A Franio oczywiście cudnie cudowny :)






(http://forum.muratordom.pl/redirector.php?url=http%3A%2F%2Fwww.visitbornholm. pl%2Fbornholm-noclegi.html)




(http://forum.muratordom.pl/redirector.php?url=http%3A%2F%2Fwww.eurocamp.pl)

Zochna
10-01-2013, 01:10
cóś takie znalazłam - wygląda miło i za 10 dni wychodzi 2400 zł - ino , że bez wyżywienia.
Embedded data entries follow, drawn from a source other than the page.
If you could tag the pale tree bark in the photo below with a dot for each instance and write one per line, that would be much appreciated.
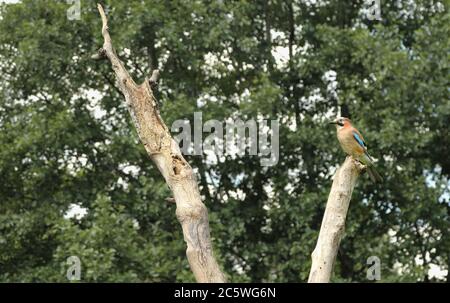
(165, 153)
(333, 223)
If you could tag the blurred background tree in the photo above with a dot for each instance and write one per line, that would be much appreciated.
(76, 181)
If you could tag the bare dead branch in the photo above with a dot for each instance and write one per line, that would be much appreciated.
(333, 223)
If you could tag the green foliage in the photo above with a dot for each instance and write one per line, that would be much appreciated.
(67, 138)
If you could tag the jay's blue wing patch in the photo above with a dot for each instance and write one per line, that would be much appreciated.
(359, 139)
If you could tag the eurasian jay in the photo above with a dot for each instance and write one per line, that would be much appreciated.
(352, 142)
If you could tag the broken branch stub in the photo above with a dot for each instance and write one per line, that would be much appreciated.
(165, 153)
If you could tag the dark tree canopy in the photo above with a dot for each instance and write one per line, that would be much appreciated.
(66, 137)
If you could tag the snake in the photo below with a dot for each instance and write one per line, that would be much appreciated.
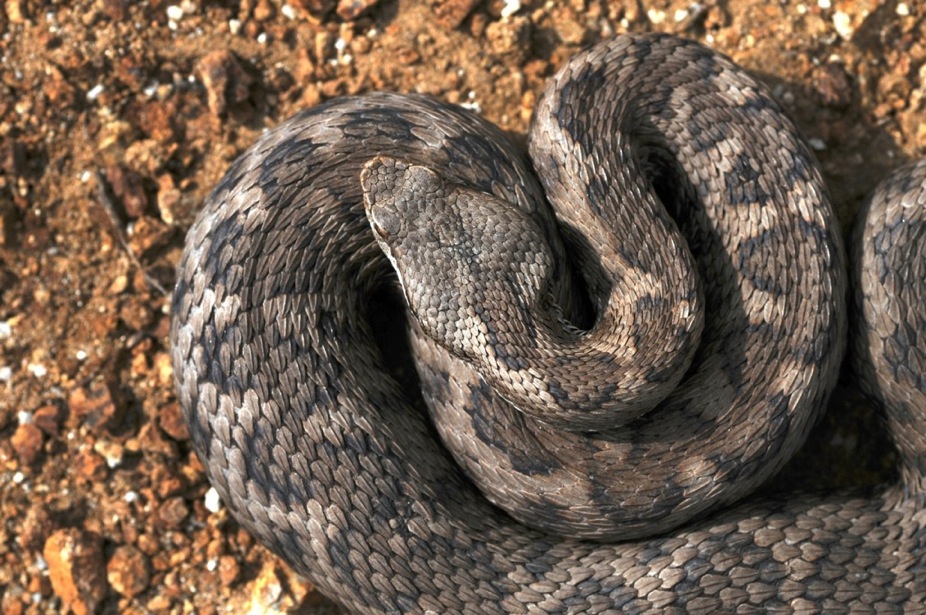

Ale 50 m dalej jest bar :)
I oceny ma bardzo miłe - chociaż nie można wykluczyć, że pisali je sami właściciele..;)

Plaża w tej części Karwia - Ostrowo jest bardzo miła, szeroka - chociaż bywa zatłoczona. No ale to chyba wszędzie w sezonie..

http://www.letnik.pl/Nadmorski-Zakatek-Ostrowo_id3418/

EZS
10-01-2013, 09:42
ja tylko nieśmiało zasugeruję - może jednak nie rezygnuj z morza. Ten jod, mikroklimat...
jeżeli chcesz taniej, to celuj na II poł sierpnia. Wtedy już jest znacznie mniej ludzi i ceny trochę schodzą. No, pogody zwykle też już nie ma, bo zaczynają się zimne noce, ale jak weźmiesz domek i farelkę, to nie będzie źle.
aaa, przypomniało mi się, egzaminy masz....no to nie wiem. borcholm???

malka
10-01-2013, 10:13
Aga, a może Bornholm co ? :)

Też mi chodził po głowie pomysł z Bałtykiem z drugiej strony, lecz
a -przeprawa promem , nawet w nocy,może być dla Franka uciążliwa
b -nie ma opcji by zmieścić się w limicie kasowym,nawet przy mega promocyjnych cenach za prom


A Szwecja jest cudownaaaaa :oops:

Żelka
10-01-2013, 10:23
Kochani zapraszam Was na aukcje mojej bombki dla WOŚP. Jest tutaj
http://aukcje.wosp.org.pl/bombka-aniol-dla-wosp-i745941

Zochna
10-01-2013, 10:53
Też mi chodził po głowie pomysł z Bałtykiem z drugiej strony, lecz
a -przeprawa promem , nawet w nocy,może być dla Franka uciążliwa
b -nie ma opcji by zmieścić się w limicie kasowym,nawet przy mega promocyjnych cenach za prom


A Szwecja jest cudownaaaaa :oops:

Malka - z Sassniz to tylko 3,5 godz. Swinoujscie i Kolobrzeg - pewnie tańsze - ale chyba nie ma opcji samochodowej.
Plus oczywiscie paliwo itd..

Bornholm to Dania, ale tez piekna i w ogóle cała Skandynawia fajna.

Szwecja ma piękne kempingi - i można by z namiotem - ale znowu prom..

Zochna
10-01-2013, 11:02
znalazłam 7 noclegów + prom w dwie strony (Sassnitz - Ronne ) z samochodem = 2.985,-pln total w terminie 30/07 do 06/08 :)
Trochę krótko - ale warto :) Prom płynie 3,5 godz. - może by Franio pospał :rolleyes:
70 metrów do plazy , male drewniane domki 4 osobowe.

Aga - weź mnie pogoń, bo w jakiś amok bornholmowy wpadłam.

silvayo
10-01-2013, 11:22
AgnesK, sprawdź oferty Rogowa-bardzo spokojna wioska,idealna plaża. Dźwirzyno,Grzybowo,ewentualnie bardziej na zachód Łukęcin,Wisełka,Pustkowo,Trzęsacz. najspokojniejsze jest na 100% Rogowo. i blisko do Mrzeżyna-tam więcej atrakcji.
Pobierowo,Rewal,Niechorze,Pogorzelica-latem to istny kocioł.
a może Kołobrzeg-ale właśnie bliżej Grzybowa,spokojniej i taniej.

ewentualnie Uznam-po niemieckiej stronie.
jesli w grę wchodza jeziora-pojezierze drawskie,Borne Sulinowo...

Prababka
10-01-2013, 11:49
Mam wrażenie,że fundacja nie uzgodni wczasów zagranicznych.Ktoś ,właściciel Ośrodka zafundował nagrodę w wygodnym dla siebie terminie i już:)I o ile fundacja może ponegocjować inny termin i miejsce,to nie sądze by ktoś chciał opłacić wyjazd zagraniczny.
Aga ,zamiast się męczyć-poproś fundację o propozycję spokojnego miejsca -opłacą ,nic Cię nie będzie obchodziło.Czy ja się mylę?